The decision tree can be visualized. For this we must write an graphviz dot-File

In [25]:

from sklearn.externals.six import StringIO
with open("data/titanic.dot", 'w') as f:
    f = tree.export_graphviz(clf, out_file=f, feature_names=columns)

The dot file can be converted with the graphiz dot- renderer to an image.

dot -Tpng titanic.dot -o titanic.png

Here is the graph:

According to the decision tree the main criterion (root node) for survival is the sex of the passenger. In the left subtree are the male passengers (sex = 0), in the right subtree the female (sex=1).

In the leafs the class information is given by a value array. Here the second value is the number of survivers in the leafs.

For example the leftmost leaf represents passengers that are male (sex=0) with fare<=26.2687 and age<=13.5. 13 of such boys survived and 2 of them died.

The entropy $- \sum p_i \log_2 (p_i)$ is displayed also at each node (splitting criterion).

Exercises: Splitting criterion entropy / information gain¶

Exercise 1:¶

Compute the root node entropy (with numpy).

Exercise 2¶

Compute the information gain of the first split node (root node). Use the entropy values and the number of data records (samples) from the decision tree image.

Exercise 3¶

Compute the information gain of the following split table:

	class 0	class 1
feature <= v	2	13
feature > v	359	41

The numbers are the corresponding data records, e.g. there are 13 data records with target class 1 and feature <= v.

Write a python function that computes the information gain.The data is given by a python array:

In [16]:

data = np.array([[2.,13.],[359., 41.]])

Prediction¶

To make predictions with scikit learn, we must convert the data in the same way as we did it with the training data.

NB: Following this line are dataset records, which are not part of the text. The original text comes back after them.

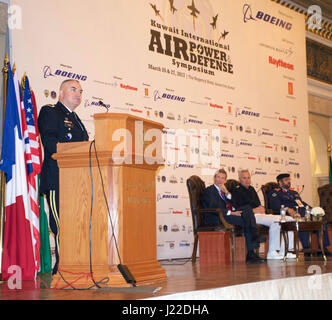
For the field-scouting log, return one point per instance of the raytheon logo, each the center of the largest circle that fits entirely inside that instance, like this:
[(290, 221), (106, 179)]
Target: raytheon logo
[(260, 15), (47, 71)]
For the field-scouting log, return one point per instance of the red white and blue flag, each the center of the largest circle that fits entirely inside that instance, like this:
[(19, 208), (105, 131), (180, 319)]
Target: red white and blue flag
[(17, 242), (32, 159)]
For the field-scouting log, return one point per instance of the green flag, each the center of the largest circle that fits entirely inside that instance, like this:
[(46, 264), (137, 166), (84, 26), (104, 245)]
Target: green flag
[(45, 252)]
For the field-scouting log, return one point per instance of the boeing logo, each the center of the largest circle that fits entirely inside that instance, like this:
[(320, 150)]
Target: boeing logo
[(166, 196), (182, 165), (247, 16), (225, 155), (156, 97), (47, 71)]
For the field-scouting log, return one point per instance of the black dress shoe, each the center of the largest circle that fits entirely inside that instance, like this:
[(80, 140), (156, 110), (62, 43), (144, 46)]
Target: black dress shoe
[(259, 238), (327, 253), (253, 258)]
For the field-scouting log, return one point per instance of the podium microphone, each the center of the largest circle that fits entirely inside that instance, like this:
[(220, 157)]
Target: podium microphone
[(102, 104)]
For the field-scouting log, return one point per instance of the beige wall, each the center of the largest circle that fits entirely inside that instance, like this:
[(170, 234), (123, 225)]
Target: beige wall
[(320, 135)]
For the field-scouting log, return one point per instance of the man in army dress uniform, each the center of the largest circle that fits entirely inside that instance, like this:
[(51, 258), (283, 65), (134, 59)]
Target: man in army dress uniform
[(291, 199), (245, 195), (57, 124)]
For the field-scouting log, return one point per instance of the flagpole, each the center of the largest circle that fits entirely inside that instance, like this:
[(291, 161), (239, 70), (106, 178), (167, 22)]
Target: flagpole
[(2, 175), (329, 161)]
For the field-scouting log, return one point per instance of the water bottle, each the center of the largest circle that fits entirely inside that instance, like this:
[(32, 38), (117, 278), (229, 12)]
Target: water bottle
[(282, 214), (307, 214)]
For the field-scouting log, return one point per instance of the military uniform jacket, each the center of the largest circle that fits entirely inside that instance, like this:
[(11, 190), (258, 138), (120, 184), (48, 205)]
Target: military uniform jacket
[(289, 198), (245, 197), (56, 125)]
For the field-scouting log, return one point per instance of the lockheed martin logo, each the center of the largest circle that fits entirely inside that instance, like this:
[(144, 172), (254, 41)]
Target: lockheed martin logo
[(247, 13)]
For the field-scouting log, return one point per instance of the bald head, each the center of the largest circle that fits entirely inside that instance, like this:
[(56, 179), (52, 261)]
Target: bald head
[(245, 178), (71, 94)]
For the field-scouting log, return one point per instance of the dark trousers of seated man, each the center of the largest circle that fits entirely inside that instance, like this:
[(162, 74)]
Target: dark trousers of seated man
[(304, 236), (246, 221)]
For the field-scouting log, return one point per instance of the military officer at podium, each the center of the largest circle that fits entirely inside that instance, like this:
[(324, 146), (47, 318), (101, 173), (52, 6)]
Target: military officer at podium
[(57, 124), (291, 199)]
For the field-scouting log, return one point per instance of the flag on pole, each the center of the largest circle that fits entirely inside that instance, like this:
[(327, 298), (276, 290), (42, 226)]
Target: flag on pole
[(45, 251), (33, 166), (17, 241), (330, 170)]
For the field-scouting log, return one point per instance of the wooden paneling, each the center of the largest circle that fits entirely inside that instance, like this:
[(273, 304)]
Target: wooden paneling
[(131, 197)]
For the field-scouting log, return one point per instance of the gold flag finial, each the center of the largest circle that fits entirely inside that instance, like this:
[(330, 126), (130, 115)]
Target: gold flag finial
[(14, 68)]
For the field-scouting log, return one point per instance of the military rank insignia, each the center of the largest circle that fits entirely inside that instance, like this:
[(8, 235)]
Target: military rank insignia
[(68, 123)]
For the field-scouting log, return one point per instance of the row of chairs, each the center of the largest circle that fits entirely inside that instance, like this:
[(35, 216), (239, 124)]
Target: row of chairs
[(196, 186)]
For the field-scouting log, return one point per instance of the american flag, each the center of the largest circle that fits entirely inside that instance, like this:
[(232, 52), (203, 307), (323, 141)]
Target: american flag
[(33, 165)]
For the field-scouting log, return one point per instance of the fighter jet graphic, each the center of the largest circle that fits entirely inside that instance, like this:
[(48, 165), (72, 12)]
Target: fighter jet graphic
[(214, 22), (173, 9), (156, 11), (194, 12), (223, 35)]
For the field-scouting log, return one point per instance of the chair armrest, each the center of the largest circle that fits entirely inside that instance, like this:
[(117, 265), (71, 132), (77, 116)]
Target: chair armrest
[(274, 212), (221, 216)]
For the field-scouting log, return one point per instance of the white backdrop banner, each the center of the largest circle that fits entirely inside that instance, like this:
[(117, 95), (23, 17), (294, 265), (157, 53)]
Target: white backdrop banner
[(226, 78)]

Then we could use the method:

clf.predict(testdata)

Note: The depth of the decision tree is a hyperparameter. So the depth should be determined with the help of a validation set or by cross validation.

Literature¶

[Cri] A. Criminisi, J. Shotton, and E. Konukoglu, Decision Forests for Classification, Regression, Density Estimation, Manifold Learning and Semi- Supervised Learning, no. MSR-TR-2011-114, 28 October 2011.